Castleman’s disease is a disorder that affects the lymph nodes of the body. It is characterized by an overgrowth of lymphatic cells. In most cases, the disease is characterized by a single, solid growth within lymphatic tissue in the chest, stomach, or neck. Growths may also occur in other lymphatic tissue throughout the body. Unicentric Castleman’s disease is confined to one lymph node, whereas multicentric Castleman’s disease involves multiple lymph nodes and is considered to be much more serious, even life-threatening.
Symptoms of Castleman’s disease includes an enlarged lymph node, a feeling of fullness in the abdomen, low-grade fever, fatigue, unexplained weight loss, anemia, nausea or vomiting and night sweats.
A diagnosis of Castleman’s disease is confirmed through a tissue biopsy. This is necessary to differentiate Castleman’s disease from lymphoma (blood cancer). Castleman’s disease can occur in anyone, male or female, adults and children. The average age of onset is in the thirties and forties.

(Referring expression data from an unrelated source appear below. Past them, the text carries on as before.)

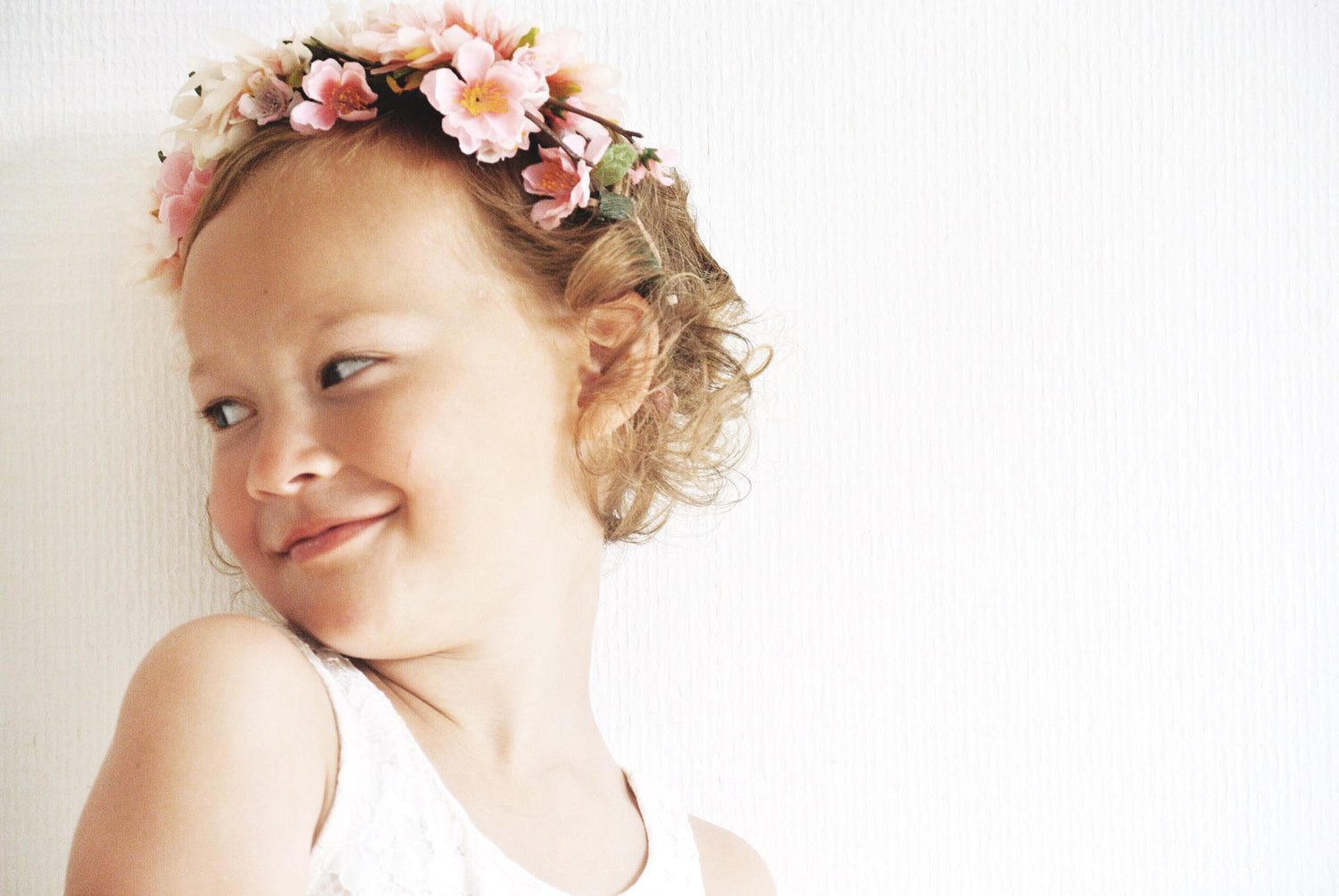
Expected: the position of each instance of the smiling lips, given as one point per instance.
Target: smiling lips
(321, 535)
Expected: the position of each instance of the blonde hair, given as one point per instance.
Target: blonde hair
(688, 436)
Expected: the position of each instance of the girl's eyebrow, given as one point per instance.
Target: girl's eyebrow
(399, 321)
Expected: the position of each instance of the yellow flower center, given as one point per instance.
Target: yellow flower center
(556, 181)
(347, 98)
(485, 98)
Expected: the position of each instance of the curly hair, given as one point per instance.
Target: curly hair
(686, 439)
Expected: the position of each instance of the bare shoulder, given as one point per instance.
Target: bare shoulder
(219, 772)
(730, 867)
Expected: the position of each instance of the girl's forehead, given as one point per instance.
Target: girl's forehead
(288, 243)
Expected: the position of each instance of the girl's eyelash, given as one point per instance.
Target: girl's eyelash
(335, 363)
(211, 412)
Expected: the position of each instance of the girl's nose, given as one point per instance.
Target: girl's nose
(288, 456)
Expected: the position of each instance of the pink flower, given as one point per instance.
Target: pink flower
(407, 37)
(179, 189)
(658, 169)
(267, 98)
(335, 93)
(489, 104)
(489, 27)
(557, 176)
(559, 56)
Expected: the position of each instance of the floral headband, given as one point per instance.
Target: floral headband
(495, 86)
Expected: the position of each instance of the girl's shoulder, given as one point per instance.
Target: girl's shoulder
(728, 864)
(222, 762)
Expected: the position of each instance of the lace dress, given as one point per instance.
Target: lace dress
(393, 826)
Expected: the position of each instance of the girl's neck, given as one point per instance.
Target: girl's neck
(513, 703)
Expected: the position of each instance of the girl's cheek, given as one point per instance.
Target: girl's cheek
(229, 510)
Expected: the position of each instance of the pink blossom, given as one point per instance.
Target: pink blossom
(407, 37)
(334, 93)
(589, 150)
(179, 189)
(557, 176)
(656, 169)
(559, 56)
(503, 37)
(267, 98)
(487, 104)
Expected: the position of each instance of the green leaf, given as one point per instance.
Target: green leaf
(615, 206)
(615, 163)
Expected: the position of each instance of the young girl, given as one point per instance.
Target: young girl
(453, 331)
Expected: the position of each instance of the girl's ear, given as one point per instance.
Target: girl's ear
(620, 388)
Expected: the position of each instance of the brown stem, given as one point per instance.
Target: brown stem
(559, 104)
(553, 136)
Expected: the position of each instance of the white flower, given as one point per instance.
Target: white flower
(214, 122)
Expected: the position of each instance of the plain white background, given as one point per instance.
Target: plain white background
(1034, 590)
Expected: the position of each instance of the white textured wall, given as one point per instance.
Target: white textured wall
(1035, 590)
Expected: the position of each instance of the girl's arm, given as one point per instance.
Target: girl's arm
(220, 770)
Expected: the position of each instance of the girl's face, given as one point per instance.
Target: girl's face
(372, 380)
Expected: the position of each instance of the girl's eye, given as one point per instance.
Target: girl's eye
(342, 369)
(222, 414)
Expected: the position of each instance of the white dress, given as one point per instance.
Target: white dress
(394, 829)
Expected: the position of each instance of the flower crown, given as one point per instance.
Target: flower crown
(495, 86)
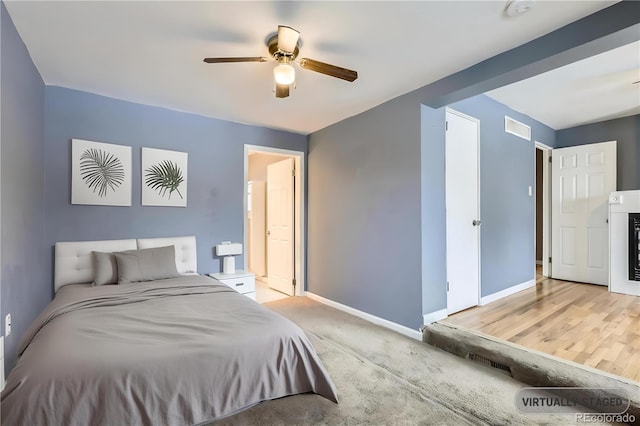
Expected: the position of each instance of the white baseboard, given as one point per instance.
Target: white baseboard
(507, 292)
(414, 334)
(434, 316)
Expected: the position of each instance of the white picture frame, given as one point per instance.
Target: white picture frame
(100, 173)
(164, 177)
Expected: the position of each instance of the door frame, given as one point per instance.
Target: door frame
(299, 210)
(479, 211)
(546, 207)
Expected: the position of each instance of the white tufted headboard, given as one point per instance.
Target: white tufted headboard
(186, 253)
(74, 261)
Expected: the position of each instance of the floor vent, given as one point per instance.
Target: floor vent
(490, 363)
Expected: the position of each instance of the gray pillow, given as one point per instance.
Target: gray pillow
(105, 268)
(146, 265)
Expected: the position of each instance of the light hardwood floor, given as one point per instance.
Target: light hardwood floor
(580, 322)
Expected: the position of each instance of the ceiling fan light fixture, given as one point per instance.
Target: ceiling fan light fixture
(284, 74)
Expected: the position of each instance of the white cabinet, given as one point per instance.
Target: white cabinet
(241, 281)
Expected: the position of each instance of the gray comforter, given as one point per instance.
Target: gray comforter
(180, 351)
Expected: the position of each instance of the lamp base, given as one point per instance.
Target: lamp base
(229, 265)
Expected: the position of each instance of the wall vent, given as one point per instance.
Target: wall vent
(517, 128)
(489, 363)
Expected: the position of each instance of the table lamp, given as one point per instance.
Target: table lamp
(228, 250)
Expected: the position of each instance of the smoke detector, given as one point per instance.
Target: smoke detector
(518, 7)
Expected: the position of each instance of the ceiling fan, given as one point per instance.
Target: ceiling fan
(284, 48)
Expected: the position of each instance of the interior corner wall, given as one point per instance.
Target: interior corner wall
(215, 171)
(626, 131)
(364, 238)
(433, 213)
(26, 286)
(507, 211)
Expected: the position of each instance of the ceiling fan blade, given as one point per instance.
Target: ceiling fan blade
(287, 39)
(238, 59)
(332, 70)
(282, 90)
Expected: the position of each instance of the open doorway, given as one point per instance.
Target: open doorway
(542, 211)
(273, 221)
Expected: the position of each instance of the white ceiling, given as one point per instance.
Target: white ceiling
(151, 51)
(594, 89)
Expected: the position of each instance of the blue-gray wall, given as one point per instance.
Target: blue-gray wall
(364, 212)
(507, 169)
(26, 283)
(624, 130)
(376, 206)
(215, 174)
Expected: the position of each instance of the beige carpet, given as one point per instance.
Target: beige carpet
(384, 378)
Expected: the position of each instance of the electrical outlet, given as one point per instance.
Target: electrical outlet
(7, 325)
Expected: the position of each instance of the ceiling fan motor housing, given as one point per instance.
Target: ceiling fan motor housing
(279, 55)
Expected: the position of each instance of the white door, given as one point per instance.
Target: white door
(461, 173)
(582, 178)
(280, 187)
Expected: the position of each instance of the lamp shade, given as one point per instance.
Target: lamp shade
(284, 74)
(233, 249)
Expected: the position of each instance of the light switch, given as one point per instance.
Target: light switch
(615, 198)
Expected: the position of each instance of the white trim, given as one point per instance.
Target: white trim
(300, 236)
(507, 292)
(434, 316)
(546, 207)
(406, 331)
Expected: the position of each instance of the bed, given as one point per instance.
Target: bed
(183, 350)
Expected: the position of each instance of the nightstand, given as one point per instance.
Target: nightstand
(241, 281)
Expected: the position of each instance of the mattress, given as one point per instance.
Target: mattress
(179, 351)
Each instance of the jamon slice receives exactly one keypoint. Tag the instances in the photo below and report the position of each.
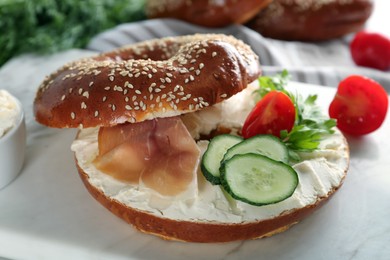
(159, 154)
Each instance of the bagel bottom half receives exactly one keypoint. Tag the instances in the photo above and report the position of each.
(204, 232)
(213, 216)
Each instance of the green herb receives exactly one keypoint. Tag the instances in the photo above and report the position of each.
(310, 124)
(47, 26)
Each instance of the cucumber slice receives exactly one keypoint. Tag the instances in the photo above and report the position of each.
(257, 179)
(267, 145)
(211, 160)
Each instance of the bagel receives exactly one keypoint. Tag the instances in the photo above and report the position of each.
(311, 20)
(212, 216)
(222, 88)
(206, 13)
(146, 80)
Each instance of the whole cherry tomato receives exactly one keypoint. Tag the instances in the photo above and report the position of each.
(273, 113)
(359, 106)
(371, 50)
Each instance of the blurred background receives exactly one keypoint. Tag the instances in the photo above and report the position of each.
(48, 26)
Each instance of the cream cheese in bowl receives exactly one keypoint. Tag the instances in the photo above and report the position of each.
(12, 138)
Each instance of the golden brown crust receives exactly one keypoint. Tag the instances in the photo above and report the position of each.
(310, 20)
(156, 78)
(208, 13)
(204, 232)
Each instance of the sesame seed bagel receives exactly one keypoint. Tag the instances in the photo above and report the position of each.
(200, 227)
(205, 12)
(156, 78)
(311, 20)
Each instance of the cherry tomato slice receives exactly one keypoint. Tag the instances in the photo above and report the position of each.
(359, 106)
(371, 50)
(273, 113)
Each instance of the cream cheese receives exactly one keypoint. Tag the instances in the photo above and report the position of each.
(319, 173)
(9, 111)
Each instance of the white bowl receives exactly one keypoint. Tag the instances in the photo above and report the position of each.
(12, 149)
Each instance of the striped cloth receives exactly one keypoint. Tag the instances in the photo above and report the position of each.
(324, 64)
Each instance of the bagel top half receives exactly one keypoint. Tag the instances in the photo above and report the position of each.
(157, 78)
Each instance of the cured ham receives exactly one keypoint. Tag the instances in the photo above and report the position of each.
(159, 154)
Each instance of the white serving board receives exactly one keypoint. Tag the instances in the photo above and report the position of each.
(46, 213)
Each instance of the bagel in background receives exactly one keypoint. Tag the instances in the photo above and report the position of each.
(205, 12)
(311, 20)
(158, 81)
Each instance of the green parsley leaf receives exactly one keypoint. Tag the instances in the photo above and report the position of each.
(311, 125)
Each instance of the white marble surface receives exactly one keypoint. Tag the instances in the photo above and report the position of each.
(46, 213)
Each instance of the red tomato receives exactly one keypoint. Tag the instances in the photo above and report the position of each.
(359, 106)
(273, 113)
(371, 50)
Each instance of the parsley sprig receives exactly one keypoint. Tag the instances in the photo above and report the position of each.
(311, 125)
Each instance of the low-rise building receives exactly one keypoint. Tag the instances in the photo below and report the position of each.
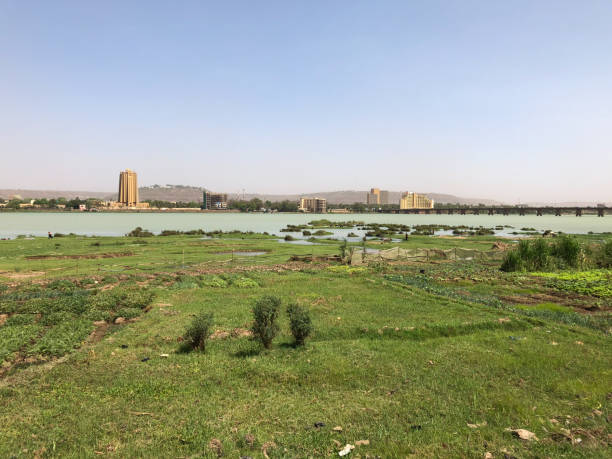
(376, 196)
(410, 200)
(313, 205)
(214, 201)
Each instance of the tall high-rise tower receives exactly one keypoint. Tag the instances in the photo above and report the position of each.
(128, 188)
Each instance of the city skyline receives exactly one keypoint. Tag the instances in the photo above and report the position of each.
(505, 101)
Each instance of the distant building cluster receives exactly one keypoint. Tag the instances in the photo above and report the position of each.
(313, 205)
(214, 201)
(378, 197)
(410, 200)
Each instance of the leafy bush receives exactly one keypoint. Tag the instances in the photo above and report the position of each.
(96, 315)
(87, 282)
(63, 338)
(512, 262)
(139, 232)
(113, 300)
(245, 282)
(20, 319)
(128, 313)
(56, 318)
(539, 255)
(213, 281)
(198, 331)
(567, 248)
(62, 285)
(604, 255)
(265, 313)
(299, 322)
(12, 339)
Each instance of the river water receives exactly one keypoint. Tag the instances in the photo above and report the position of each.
(117, 224)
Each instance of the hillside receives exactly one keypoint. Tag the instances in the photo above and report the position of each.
(189, 193)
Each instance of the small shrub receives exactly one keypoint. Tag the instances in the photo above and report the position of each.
(512, 262)
(20, 319)
(299, 322)
(110, 280)
(213, 281)
(245, 282)
(197, 333)
(96, 315)
(87, 282)
(567, 248)
(139, 232)
(265, 313)
(604, 256)
(128, 313)
(62, 285)
(56, 318)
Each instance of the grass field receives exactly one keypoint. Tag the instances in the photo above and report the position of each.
(428, 359)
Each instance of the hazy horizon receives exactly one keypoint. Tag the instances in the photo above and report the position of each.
(510, 101)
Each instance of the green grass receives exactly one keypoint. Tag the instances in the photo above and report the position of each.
(596, 282)
(401, 359)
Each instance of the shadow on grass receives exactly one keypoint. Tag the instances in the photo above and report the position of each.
(251, 349)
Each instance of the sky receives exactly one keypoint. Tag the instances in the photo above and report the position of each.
(507, 100)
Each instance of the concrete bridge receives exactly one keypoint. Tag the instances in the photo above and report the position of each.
(507, 210)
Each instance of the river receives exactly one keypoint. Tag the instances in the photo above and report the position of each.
(117, 224)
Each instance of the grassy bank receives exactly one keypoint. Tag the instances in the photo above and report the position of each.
(430, 359)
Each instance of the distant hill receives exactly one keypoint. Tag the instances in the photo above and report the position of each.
(190, 193)
(48, 194)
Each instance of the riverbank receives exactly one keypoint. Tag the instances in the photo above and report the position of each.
(120, 223)
(93, 363)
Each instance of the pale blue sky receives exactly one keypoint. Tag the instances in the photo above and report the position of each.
(502, 99)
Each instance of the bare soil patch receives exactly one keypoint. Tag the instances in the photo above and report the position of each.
(81, 256)
(17, 276)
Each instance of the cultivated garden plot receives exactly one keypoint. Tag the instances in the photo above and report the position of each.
(157, 351)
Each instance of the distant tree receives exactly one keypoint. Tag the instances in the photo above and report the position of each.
(14, 204)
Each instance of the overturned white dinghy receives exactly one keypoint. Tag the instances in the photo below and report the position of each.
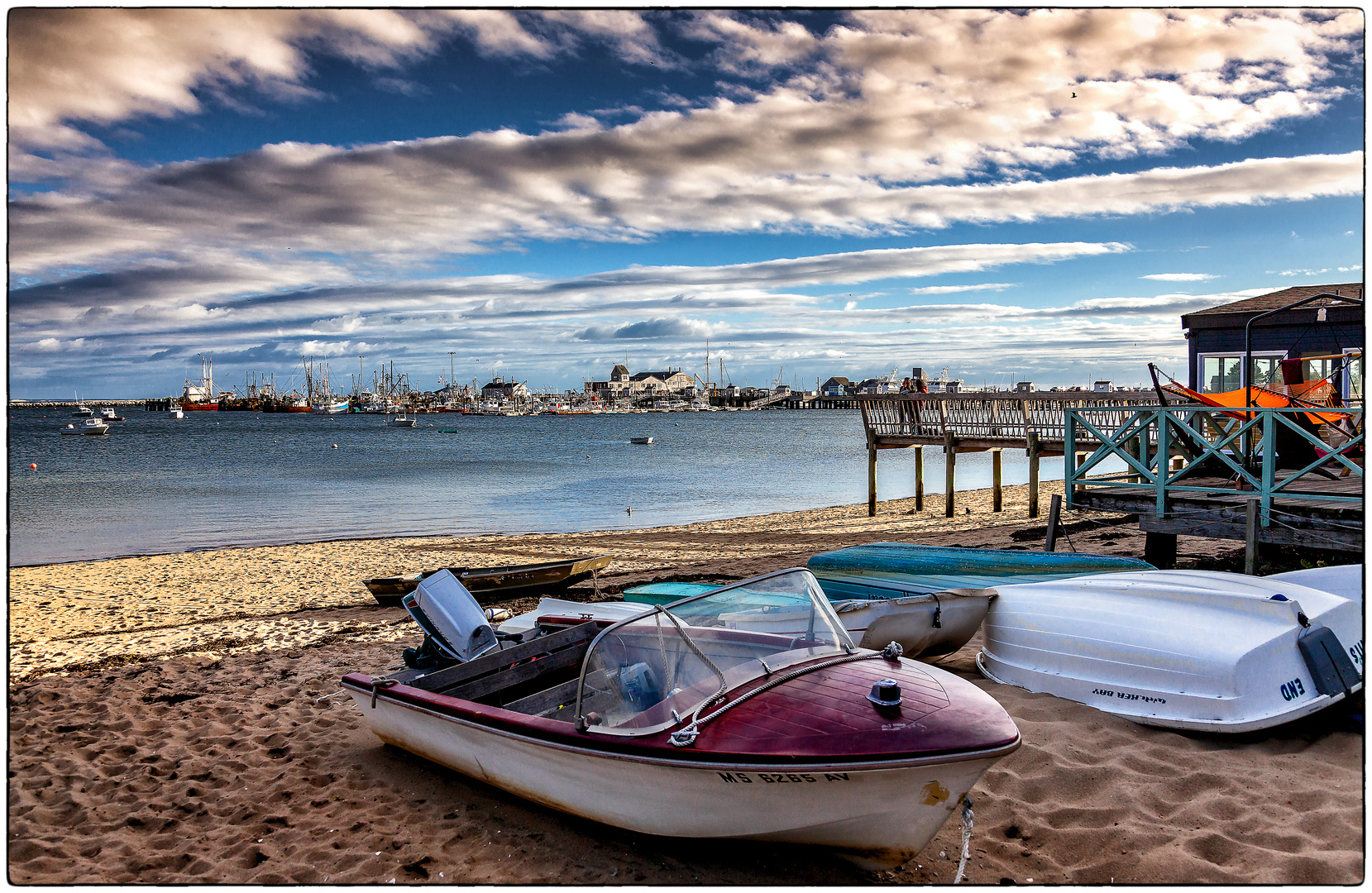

The treatment of Castleman's disease is directed toward the specific symptoms that are apparent in each individual. Surgical removal (excision) of the growth is the preferred treatment in most cases of localized Castleman's disease. In some cases, ionizing radiation (radiotherapy) has proven effective. Corticosteriods have been used to treat specific symptoms that may be associated with certain types of this disorder.